I think I get and actually agree with that part of Arth's view: there are many different effects being controlled for with placebo, and this study only shows one such effect. In many cases where placebo controls are necessary, this effect probably isn't involved at all. For instance, early in the thread there was discussion of a surgery that was studied with placebo control (they basically did the exploratory part without the intervention part of the surgery, so the patient was still put under anesthesia and still had to be cut open). The result of that study was that the placebo group and the intervention group had similar results, suggesting that the actual intervention was ineffective.
I think there's a third control group with no intervention, including placebo, (though I may remember wrong), who did worse than both. But I doubt that the reason the placebo group does better than that control is because of an actual physiological mechanism. In that case, it's probably just all the issues of subjective reporting that have been discussed in this thread.

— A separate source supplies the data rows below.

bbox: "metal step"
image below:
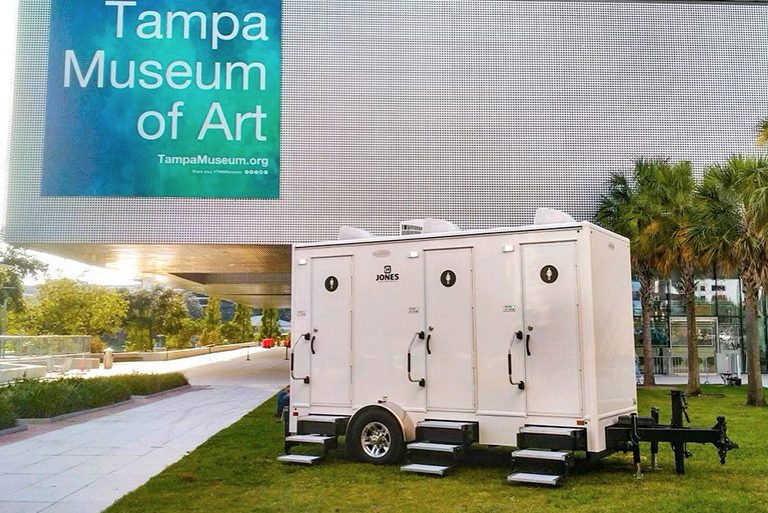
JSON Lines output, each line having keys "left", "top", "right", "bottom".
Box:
{"left": 286, "top": 434, "right": 335, "bottom": 444}
{"left": 400, "top": 463, "right": 452, "bottom": 476}
{"left": 277, "top": 454, "right": 323, "bottom": 465}
{"left": 417, "top": 421, "right": 474, "bottom": 430}
{"left": 297, "top": 415, "right": 349, "bottom": 436}
{"left": 415, "top": 420, "right": 479, "bottom": 445}
{"left": 507, "top": 472, "right": 562, "bottom": 486}
{"left": 408, "top": 442, "right": 462, "bottom": 453}
{"left": 517, "top": 425, "right": 587, "bottom": 451}
{"left": 519, "top": 426, "right": 582, "bottom": 436}
{"left": 512, "top": 449, "right": 570, "bottom": 461}
{"left": 299, "top": 415, "right": 349, "bottom": 423}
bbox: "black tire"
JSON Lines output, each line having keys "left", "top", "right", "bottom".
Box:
{"left": 346, "top": 408, "right": 405, "bottom": 465}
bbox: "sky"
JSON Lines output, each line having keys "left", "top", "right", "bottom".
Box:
{"left": 1, "top": 1, "right": 139, "bottom": 287}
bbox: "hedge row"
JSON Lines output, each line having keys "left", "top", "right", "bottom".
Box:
{"left": 109, "top": 372, "right": 189, "bottom": 397}
{"left": 0, "top": 372, "right": 189, "bottom": 422}
{"left": 0, "top": 396, "right": 15, "bottom": 430}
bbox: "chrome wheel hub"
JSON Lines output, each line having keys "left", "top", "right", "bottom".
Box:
{"left": 361, "top": 421, "right": 391, "bottom": 458}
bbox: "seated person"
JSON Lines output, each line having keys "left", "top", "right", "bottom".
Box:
{"left": 276, "top": 385, "right": 290, "bottom": 418}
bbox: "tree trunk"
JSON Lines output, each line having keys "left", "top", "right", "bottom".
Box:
{"left": 638, "top": 270, "right": 656, "bottom": 386}
{"left": 742, "top": 272, "right": 766, "bottom": 406}
{"left": 680, "top": 269, "right": 701, "bottom": 396}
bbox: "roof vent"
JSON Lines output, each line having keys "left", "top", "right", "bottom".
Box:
{"left": 533, "top": 208, "right": 575, "bottom": 225}
{"left": 400, "top": 218, "right": 460, "bottom": 235}
{"left": 338, "top": 226, "right": 372, "bottom": 240}
{"left": 400, "top": 219, "right": 425, "bottom": 236}
{"left": 422, "top": 219, "right": 460, "bottom": 234}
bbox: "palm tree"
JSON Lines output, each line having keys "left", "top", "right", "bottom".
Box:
{"left": 690, "top": 155, "right": 768, "bottom": 406}
{"left": 640, "top": 160, "right": 704, "bottom": 396}
{"left": 595, "top": 159, "right": 663, "bottom": 386}
{"left": 756, "top": 118, "right": 768, "bottom": 148}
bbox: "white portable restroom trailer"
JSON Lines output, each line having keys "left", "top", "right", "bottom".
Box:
{"left": 280, "top": 221, "right": 739, "bottom": 485}
{"left": 283, "top": 221, "right": 636, "bottom": 482}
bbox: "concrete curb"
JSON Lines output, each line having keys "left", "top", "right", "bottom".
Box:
{"left": 17, "top": 399, "right": 134, "bottom": 424}
{"left": 131, "top": 384, "right": 192, "bottom": 400}
{"left": 0, "top": 424, "right": 28, "bottom": 437}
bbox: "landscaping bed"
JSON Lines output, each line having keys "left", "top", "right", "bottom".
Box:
{"left": 105, "top": 385, "right": 766, "bottom": 513}
{"left": 0, "top": 372, "right": 189, "bottom": 425}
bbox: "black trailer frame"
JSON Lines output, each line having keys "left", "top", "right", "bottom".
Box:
{"left": 605, "top": 391, "right": 737, "bottom": 475}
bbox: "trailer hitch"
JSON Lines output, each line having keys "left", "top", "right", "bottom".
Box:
{"left": 712, "top": 416, "right": 738, "bottom": 465}
{"left": 606, "top": 390, "right": 738, "bottom": 475}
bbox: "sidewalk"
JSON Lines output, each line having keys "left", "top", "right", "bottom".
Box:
{"left": 0, "top": 348, "right": 288, "bottom": 513}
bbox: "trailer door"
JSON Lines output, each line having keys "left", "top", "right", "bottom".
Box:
{"left": 521, "top": 241, "right": 582, "bottom": 417}
{"left": 424, "top": 248, "right": 476, "bottom": 412}
{"left": 310, "top": 256, "right": 353, "bottom": 407}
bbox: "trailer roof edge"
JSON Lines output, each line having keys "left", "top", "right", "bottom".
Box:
{"left": 293, "top": 222, "right": 628, "bottom": 250}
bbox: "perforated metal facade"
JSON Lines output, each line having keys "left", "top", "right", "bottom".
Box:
{"left": 6, "top": 0, "right": 768, "bottom": 246}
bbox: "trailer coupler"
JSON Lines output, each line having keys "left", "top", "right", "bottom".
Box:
{"left": 606, "top": 391, "right": 738, "bottom": 475}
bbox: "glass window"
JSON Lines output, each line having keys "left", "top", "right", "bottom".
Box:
{"left": 717, "top": 318, "right": 742, "bottom": 352}
{"left": 716, "top": 279, "right": 742, "bottom": 317}
{"left": 670, "top": 318, "right": 716, "bottom": 347}
{"left": 632, "top": 281, "right": 641, "bottom": 317}
{"left": 634, "top": 317, "right": 669, "bottom": 347}
{"left": 667, "top": 282, "right": 686, "bottom": 316}
{"left": 694, "top": 279, "right": 717, "bottom": 316}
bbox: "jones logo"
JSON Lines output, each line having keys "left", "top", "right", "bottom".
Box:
{"left": 376, "top": 265, "right": 400, "bottom": 282}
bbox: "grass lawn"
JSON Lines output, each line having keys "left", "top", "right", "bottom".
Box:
{"left": 106, "top": 385, "right": 768, "bottom": 513}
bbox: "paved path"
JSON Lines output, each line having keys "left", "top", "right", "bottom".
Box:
{"left": 0, "top": 348, "right": 289, "bottom": 513}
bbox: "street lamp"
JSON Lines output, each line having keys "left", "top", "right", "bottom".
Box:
{"left": 0, "top": 264, "right": 13, "bottom": 336}
{"left": 0, "top": 264, "right": 14, "bottom": 360}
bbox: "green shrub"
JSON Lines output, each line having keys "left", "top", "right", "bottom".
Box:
{"left": 0, "top": 372, "right": 189, "bottom": 419}
{"left": 2, "top": 378, "right": 131, "bottom": 419}
{"left": 0, "top": 396, "right": 16, "bottom": 430}
{"left": 109, "top": 373, "right": 189, "bottom": 396}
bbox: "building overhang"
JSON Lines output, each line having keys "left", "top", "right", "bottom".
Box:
{"left": 19, "top": 243, "right": 293, "bottom": 308}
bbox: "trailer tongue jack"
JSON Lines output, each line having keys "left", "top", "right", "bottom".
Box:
{"left": 606, "top": 391, "right": 738, "bottom": 476}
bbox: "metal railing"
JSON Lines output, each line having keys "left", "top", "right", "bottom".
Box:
{"left": 0, "top": 335, "right": 91, "bottom": 373}
{"left": 639, "top": 352, "right": 743, "bottom": 385}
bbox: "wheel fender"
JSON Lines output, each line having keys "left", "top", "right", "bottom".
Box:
{"left": 347, "top": 402, "right": 415, "bottom": 442}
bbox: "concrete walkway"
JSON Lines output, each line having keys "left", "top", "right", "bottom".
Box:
{"left": 0, "top": 348, "right": 289, "bottom": 513}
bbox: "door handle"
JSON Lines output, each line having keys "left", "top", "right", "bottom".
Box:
{"left": 290, "top": 336, "right": 310, "bottom": 384}
{"left": 407, "top": 332, "right": 426, "bottom": 387}
{"left": 525, "top": 334, "right": 531, "bottom": 356}
{"left": 508, "top": 332, "right": 525, "bottom": 390}
{"left": 310, "top": 335, "right": 316, "bottom": 355}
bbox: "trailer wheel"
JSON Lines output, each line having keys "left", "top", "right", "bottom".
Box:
{"left": 347, "top": 408, "right": 405, "bottom": 464}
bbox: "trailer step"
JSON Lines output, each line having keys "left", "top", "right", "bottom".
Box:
{"left": 511, "top": 449, "right": 570, "bottom": 461}
{"left": 415, "top": 420, "right": 479, "bottom": 445}
{"left": 408, "top": 442, "right": 462, "bottom": 453}
{"left": 400, "top": 463, "right": 452, "bottom": 476}
{"left": 517, "top": 425, "right": 587, "bottom": 451}
{"left": 519, "top": 426, "right": 582, "bottom": 436}
{"left": 507, "top": 472, "right": 562, "bottom": 486}
{"left": 511, "top": 448, "right": 573, "bottom": 475}
{"left": 418, "top": 421, "right": 474, "bottom": 430}
{"left": 286, "top": 434, "right": 336, "bottom": 445}
{"left": 277, "top": 454, "right": 323, "bottom": 465}
{"left": 297, "top": 415, "right": 350, "bottom": 436}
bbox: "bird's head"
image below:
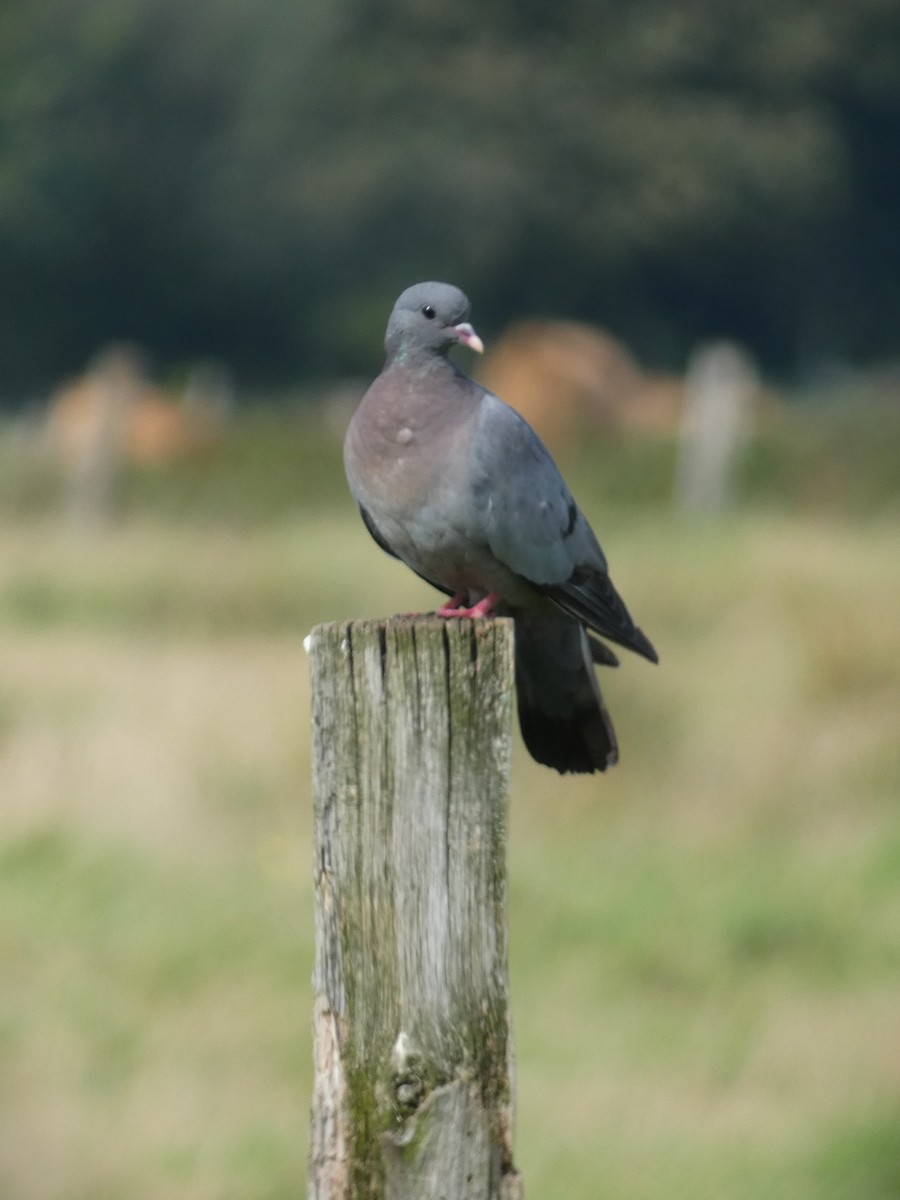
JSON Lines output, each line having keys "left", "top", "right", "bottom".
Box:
{"left": 385, "top": 282, "right": 484, "bottom": 364}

So, to sum up, there may actually be cases where there's a real physiological mechanism involved in placebo effects. The mouse study is evidence in that direction. But there are also other effects involved, and its very likely that in many (most?) cases there is no physiological mechanism involved. Saying "this study explains the placebo effect" suggests that this is the whole of what the placebo effect is, whereas it is at most a contributing factor in some cases.

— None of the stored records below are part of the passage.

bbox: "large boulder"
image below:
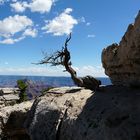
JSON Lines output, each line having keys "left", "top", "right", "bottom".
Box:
{"left": 102, "top": 11, "right": 140, "bottom": 86}
{"left": 0, "top": 100, "right": 33, "bottom": 139}
{"left": 25, "top": 86, "right": 140, "bottom": 140}
{"left": 24, "top": 87, "right": 93, "bottom": 140}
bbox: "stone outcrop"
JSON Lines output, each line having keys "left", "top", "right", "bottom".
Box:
{"left": 25, "top": 86, "right": 140, "bottom": 140}
{"left": 0, "top": 100, "right": 33, "bottom": 139}
{"left": 102, "top": 11, "right": 140, "bottom": 86}
{"left": 0, "top": 88, "right": 19, "bottom": 108}
{"left": 24, "top": 87, "right": 93, "bottom": 140}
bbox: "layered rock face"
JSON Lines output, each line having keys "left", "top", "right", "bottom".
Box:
{"left": 102, "top": 11, "right": 140, "bottom": 86}
{"left": 0, "top": 88, "right": 19, "bottom": 108}
{"left": 25, "top": 86, "right": 140, "bottom": 140}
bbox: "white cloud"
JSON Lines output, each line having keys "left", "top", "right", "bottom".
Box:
{"left": 79, "top": 17, "right": 86, "bottom": 23}
{"left": 10, "top": 0, "right": 55, "bottom": 13}
{"left": 75, "top": 65, "right": 106, "bottom": 77}
{"left": 0, "top": 36, "right": 25, "bottom": 44}
{"left": 86, "top": 22, "right": 91, "bottom": 26}
{"left": 42, "top": 8, "right": 78, "bottom": 36}
{"left": 23, "top": 28, "right": 38, "bottom": 37}
{"left": 87, "top": 34, "right": 95, "bottom": 38}
{"left": 0, "top": 15, "right": 33, "bottom": 37}
{"left": 0, "top": 65, "right": 106, "bottom": 77}
{"left": 29, "top": 0, "right": 54, "bottom": 13}
{"left": 64, "top": 8, "right": 72, "bottom": 13}
{"left": 0, "top": 66, "right": 69, "bottom": 76}
{"left": 0, "top": 15, "right": 37, "bottom": 44}
{"left": 79, "top": 17, "right": 91, "bottom": 26}
{"left": 10, "top": 1, "right": 27, "bottom": 12}
{"left": 0, "top": 38, "right": 15, "bottom": 44}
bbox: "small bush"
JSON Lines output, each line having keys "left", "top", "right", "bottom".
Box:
{"left": 17, "top": 80, "right": 28, "bottom": 102}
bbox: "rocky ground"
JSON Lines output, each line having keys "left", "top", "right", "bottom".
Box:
{"left": 0, "top": 100, "right": 33, "bottom": 139}
{"left": 0, "top": 88, "right": 19, "bottom": 108}
{"left": 0, "top": 87, "right": 33, "bottom": 139}
{"left": 0, "top": 86, "right": 140, "bottom": 140}
{"left": 24, "top": 86, "right": 140, "bottom": 140}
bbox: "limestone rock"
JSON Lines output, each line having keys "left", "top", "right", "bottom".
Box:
{"left": 25, "top": 86, "right": 140, "bottom": 140}
{"left": 0, "top": 88, "right": 19, "bottom": 94}
{"left": 24, "top": 87, "right": 93, "bottom": 140}
{"left": 0, "top": 89, "right": 19, "bottom": 108}
{"left": 102, "top": 11, "right": 140, "bottom": 86}
{"left": 0, "top": 100, "right": 33, "bottom": 139}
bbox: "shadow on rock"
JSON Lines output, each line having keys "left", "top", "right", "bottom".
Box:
{"left": 1, "top": 111, "right": 30, "bottom": 140}
{"left": 24, "top": 86, "right": 140, "bottom": 140}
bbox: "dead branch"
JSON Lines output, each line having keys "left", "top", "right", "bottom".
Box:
{"left": 37, "top": 33, "right": 101, "bottom": 90}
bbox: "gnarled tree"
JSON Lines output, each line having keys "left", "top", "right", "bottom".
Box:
{"left": 38, "top": 33, "right": 101, "bottom": 90}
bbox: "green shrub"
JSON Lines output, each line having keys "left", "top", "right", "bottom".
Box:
{"left": 17, "top": 80, "right": 28, "bottom": 102}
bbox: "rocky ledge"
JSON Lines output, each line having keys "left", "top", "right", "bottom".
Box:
{"left": 24, "top": 86, "right": 140, "bottom": 140}
{"left": 0, "top": 88, "right": 19, "bottom": 108}
{"left": 0, "top": 86, "right": 140, "bottom": 140}
{"left": 102, "top": 11, "right": 140, "bottom": 86}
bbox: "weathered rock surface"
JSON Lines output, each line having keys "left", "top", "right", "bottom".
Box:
{"left": 0, "top": 88, "right": 19, "bottom": 94}
{"left": 25, "top": 86, "right": 140, "bottom": 140}
{"left": 25, "top": 87, "right": 92, "bottom": 140}
{"left": 102, "top": 11, "right": 140, "bottom": 86}
{"left": 0, "top": 100, "right": 33, "bottom": 139}
{"left": 0, "top": 89, "right": 19, "bottom": 108}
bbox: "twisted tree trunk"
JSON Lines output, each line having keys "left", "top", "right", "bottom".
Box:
{"left": 38, "top": 33, "right": 101, "bottom": 90}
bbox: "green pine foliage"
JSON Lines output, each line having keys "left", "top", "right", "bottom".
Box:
{"left": 17, "top": 80, "right": 28, "bottom": 102}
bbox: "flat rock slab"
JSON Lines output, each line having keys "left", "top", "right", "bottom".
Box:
{"left": 2, "top": 94, "right": 19, "bottom": 101}
{"left": 47, "top": 86, "right": 83, "bottom": 94}
{"left": 0, "top": 88, "right": 19, "bottom": 94}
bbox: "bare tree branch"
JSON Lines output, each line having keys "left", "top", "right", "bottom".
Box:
{"left": 37, "top": 33, "right": 101, "bottom": 90}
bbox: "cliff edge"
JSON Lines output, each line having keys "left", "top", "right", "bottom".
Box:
{"left": 102, "top": 11, "right": 140, "bottom": 86}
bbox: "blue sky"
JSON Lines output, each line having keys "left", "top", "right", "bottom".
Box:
{"left": 0, "top": 0, "right": 139, "bottom": 77}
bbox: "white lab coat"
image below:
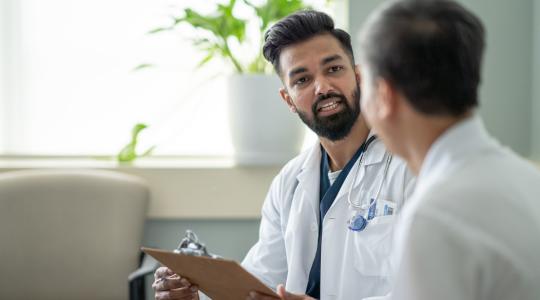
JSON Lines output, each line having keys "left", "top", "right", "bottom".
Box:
{"left": 242, "top": 137, "right": 415, "bottom": 300}
{"left": 391, "top": 115, "right": 540, "bottom": 300}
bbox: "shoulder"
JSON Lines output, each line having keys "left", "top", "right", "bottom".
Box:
{"left": 273, "top": 144, "right": 319, "bottom": 187}
{"left": 261, "top": 145, "right": 319, "bottom": 220}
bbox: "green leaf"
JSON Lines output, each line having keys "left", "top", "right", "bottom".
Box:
{"left": 117, "top": 143, "right": 136, "bottom": 162}
{"left": 116, "top": 123, "right": 153, "bottom": 163}
{"left": 245, "top": 0, "right": 307, "bottom": 31}
{"left": 132, "top": 63, "right": 154, "bottom": 72}
{"left": 169, "top": 0, "right": 246, "bottom": 72}
{"left": 196, "top": 52, "right": 215, "bottom": 68}
{"left": 131, "top": 123, "right": 148, "bottom": 139}
{"left": 143, "top": 0, "right": 311, "bottom": 74}
{"left": 141, "top": 145, "right": 156, "bottom": 157}
{"left": 148, "top": 27, "right": 172, "bottom": 34}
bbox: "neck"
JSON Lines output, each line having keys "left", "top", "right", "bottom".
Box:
{"left": 402, "top": 112, "right": 472, "bottom": 175}
{"left": 319, "top": 117, "right": 370, "bottom": 172}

If that’s what arthwollipot meant, then certainly I agree with him, and with you. But that's a somewhat odd way of putting it, then. …I mean, take the paranormal, that I referred to earlier:
Let’s say, hypothetically, that, crazy as it sounds, one of those nutjobs that used to come up on the earlier JREF threads, claiming they could read your mind, and divine the numbers you’ve thought of continents away from them, is indeed able to convincingly support this claim of theirs of the paranormal. Or maybe they do that in a full-on lab study, not just here, online. Point is, let's assume they do it. ...Well now, first of all, that only demonstrates that some kinds of telepathy sometimes work, not that every kind of telepathy therefore works; and it most certainly does not indicate that every claim of telepathy is therefore true. Second of all, it is a demonstration only of telepathy, and not of other kinds of paranormal claims like, I don’t know, dowsing, and prophesying future events, and speaking with the dead, and recollection of “past life” memories from long ago. But despite that, it wouldn’t really make sense to therefore assert that reports that this experiment demonstrates the paranormal are wrong. It does indeed prove the paranormal, and it would certainly merit the million dollars, had that still been on offer. Right?

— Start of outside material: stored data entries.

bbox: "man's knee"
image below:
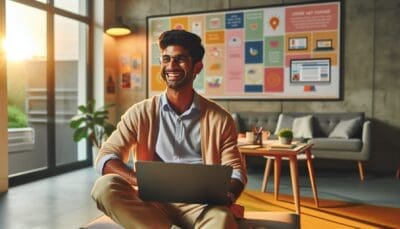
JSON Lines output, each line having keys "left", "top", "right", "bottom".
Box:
{"left": 196, "top": 206, "right": 237, "bottom": 229}
{"left": 91, "top": 174, "right": 132, "bottom": 206}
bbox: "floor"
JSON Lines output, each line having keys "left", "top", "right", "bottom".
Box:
{"left": 0, "top": 166, "right": 399, "bottom": 229}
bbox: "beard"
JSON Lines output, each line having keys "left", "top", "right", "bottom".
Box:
{"left": 161, "top": 68, "right": 194, "bottom": 90}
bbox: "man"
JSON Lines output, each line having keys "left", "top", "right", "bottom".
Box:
{"left": 91, "top": 29, "right": 247, "bottom": 229}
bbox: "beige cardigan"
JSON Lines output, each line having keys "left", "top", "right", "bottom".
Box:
{"left": 97, "top": 93, "right": 247, "bottom": 185}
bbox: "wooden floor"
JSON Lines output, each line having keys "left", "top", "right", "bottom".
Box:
{"left": 0, "top": 166, "right": 399, "bottom": 229}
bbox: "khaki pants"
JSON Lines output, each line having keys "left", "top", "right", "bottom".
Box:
{"left": 91, "top": 174, "right": 237, "bottom": 229}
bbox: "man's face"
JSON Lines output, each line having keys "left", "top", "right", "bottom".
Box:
{"left": 160, "top": 45, "right": 199, "bottom": 90}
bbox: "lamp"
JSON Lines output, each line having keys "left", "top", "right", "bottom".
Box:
{"left": 106, "top": 16, "right": 131, "bottom": 36}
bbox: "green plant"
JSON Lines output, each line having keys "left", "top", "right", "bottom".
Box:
{"left": 69, "top": 99, "right": 116, "bottom": 148}
{"left": 278, "top": 128, "right": 293, "bottom": 138}
{"left": 8, "top": 105, "right": 28, "bottom": 128}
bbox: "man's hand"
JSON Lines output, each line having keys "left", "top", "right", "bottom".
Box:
{"left": 229, "top": 178, "right": 244, "bottom": 202}
{"left": 227, "top": 192, "right": 237, "bottom": 206}
{"left": 230, "top": 204, "right": 244, "bottom": 219}
{"left": 103, "top": 159, "right": 137, "bottom": 186}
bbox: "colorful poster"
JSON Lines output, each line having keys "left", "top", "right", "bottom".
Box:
{"left": 264, "top": 7, "right": 285, "bottom": 36}
{"left": 245, "top": 64, "right": 264, "bottom": 85}
{"left": 264, "top": 36, "right": 284, "bottom": 67}
{"left": 245, "top": 11, "right": 263, "bottom": 41}
{"left": 205, "top": 45, "right": 225, "bottom": 76}
{"left": 205, "top": 31, "right": 225, "bottom": 44}
{"left": 206, "top": 14, "right": 225, "bottom": 30}
{"left": 147, "top": 1, "right": 341, "bottom": 99}
{"left": 149, "top": 19, "right": 170, "bottom": 41}
{"left": 264, "top": 68, "right": 284, "bottom": 92}
{"left": 189, "top": 16, "right": 205, "bottom": 38}
{"left": 245, "top": 41, "right": 263, "bottom": 63}
{"left": 226, "top": 12, "right": 244, "bottom": 29}
{"left": 226, "top": 29, "right": 244, "bottom": 93}
{"left": 171, "top": 17, "right": 188, "bottom": 30}
{"left": 286, "top": 3, "right": 338, "bottom": 32}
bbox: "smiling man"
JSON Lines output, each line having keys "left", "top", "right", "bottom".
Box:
{"left": 91, "top": 30, "right": 247, "bottom": 229}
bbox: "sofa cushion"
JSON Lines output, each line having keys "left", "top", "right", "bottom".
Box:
{"left": 274, "top": 114, "right": 294, "bottom": 134}
{"left": 292, "top": 115, "right": 313, "bottom": 138}
{"left": 274, "top": 114, "right": 313, "bottom": 138}
{"left": 312, "top": 113, "right": 364, "bottom": 138}
{"left": 232, "top": 112, "right": 280, "bottom": 133}
{"left": 309, "top": 138, "right": 362, "bottom": 151}
{"left": 328, "top": 117, "right": 362, "bottom": 139}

…In any case, let’s not get hung up over whether that precise wording works or not, or whether some podcaster meant something correctly, or whether some news report’s been sensationalized. Like I said, to me the really important thing, that I wanted to be clear about, is that this experiment does seem, so very unexpectedly, to indicate that expectations can drive physiological relief for causes that are not themselves psychosomatic in nature. …What Pixel42 said earlier, that this just one study, and therefore not definitive, makes sense, absolutely; and we should wait before more studies prove this more conclusively, and not rush to believing just yet that this very extravagant principle is a thing. …That said, if indeed this is true, then surely that’s a …huge, really huge thing? Because that might end up opening up
valid application of this principle across categories that we’d thought have been completely debunked and rejected, like healing by touch, and healing by pilgrimage, reiki, chakric healing, acupuncture, homeopathy, the works --- in very limited cases, for instance when bona fide treatment is not available or is medically inappropriate, and that too for very specific kinds of ailments not everything under the sun, but still.